In the 1945 statistics, the village had a population of 190, all Muslim, and the total land area was 5,150 dunums. Of this, 4 dunams were irrigated or used for plantations, 5,007 were used for cereals, while 9 dunams were classified as built-up urban areas.

===1948 and aftermath===
Morris list both date and reason for depopulation as "not known". However, he also notes it in connection with Operation An-Far, in mid July 1948.

Following the 1948 war, the area was incorporated into the State of Israel and in August 1948 al-Khaymas was one of 21 Palestinian villages whose land was proposed for resettlement with an Israeli village named Revadim. In November, 1948, the proposal to establish Revadim on al-Khayma's land was passed.

Revadim was eventually established close to village land, according to Morris, however, according to Khalidi, Revadim is located north of al-Khayma, on the land of the depopulated Palestinian village of al-Mukhayzin.
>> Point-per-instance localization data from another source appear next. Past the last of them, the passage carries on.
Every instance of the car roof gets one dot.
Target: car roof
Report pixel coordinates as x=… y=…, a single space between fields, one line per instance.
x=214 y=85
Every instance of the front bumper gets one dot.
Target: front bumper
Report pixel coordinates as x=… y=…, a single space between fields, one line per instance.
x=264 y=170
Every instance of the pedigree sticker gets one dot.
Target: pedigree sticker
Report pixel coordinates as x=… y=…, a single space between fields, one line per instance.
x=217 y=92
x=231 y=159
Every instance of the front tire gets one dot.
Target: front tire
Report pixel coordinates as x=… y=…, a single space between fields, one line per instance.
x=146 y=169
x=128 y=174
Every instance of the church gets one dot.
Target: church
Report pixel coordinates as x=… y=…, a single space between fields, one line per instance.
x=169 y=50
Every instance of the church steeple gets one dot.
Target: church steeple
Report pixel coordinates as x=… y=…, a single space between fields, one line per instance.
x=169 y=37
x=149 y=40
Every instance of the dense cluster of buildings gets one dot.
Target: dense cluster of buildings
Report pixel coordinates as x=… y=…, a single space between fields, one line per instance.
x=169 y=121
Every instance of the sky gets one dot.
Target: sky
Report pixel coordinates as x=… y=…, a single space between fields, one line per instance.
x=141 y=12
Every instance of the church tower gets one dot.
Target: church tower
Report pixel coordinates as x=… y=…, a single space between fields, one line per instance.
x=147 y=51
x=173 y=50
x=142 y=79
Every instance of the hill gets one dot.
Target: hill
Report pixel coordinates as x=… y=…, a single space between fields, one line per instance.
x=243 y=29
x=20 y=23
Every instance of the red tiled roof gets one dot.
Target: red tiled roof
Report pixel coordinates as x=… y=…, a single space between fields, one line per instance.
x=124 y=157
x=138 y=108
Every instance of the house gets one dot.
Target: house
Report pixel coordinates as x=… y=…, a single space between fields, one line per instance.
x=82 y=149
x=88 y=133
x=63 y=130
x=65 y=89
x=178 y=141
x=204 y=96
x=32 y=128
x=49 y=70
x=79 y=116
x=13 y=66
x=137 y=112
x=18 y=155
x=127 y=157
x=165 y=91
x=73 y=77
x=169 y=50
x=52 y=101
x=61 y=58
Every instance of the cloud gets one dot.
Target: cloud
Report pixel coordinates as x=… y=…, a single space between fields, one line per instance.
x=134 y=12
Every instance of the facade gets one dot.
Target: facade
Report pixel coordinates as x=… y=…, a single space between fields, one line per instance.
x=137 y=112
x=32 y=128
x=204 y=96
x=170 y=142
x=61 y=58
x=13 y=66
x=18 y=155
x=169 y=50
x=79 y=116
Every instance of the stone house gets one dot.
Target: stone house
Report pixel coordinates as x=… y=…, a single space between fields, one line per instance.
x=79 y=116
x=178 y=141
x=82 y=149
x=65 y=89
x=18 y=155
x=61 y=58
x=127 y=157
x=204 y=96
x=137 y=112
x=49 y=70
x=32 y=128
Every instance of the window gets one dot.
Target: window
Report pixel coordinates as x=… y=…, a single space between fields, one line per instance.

In 1992 the village site was described: "All that remains of the village are three mounds to the east, west, and south of the site that contain the remnants of houses. A girder protrudes from the eastern mound and there is a large, deserted well at the mounds centre. A large artificial pond lies about 100 m northeast of the site, and there is a monument next to a well about 0.5 km to the north. An inscription on the monument reads: To the eMemory of the Members of Kibbutz Revadim, who Settled on the Land in 1948."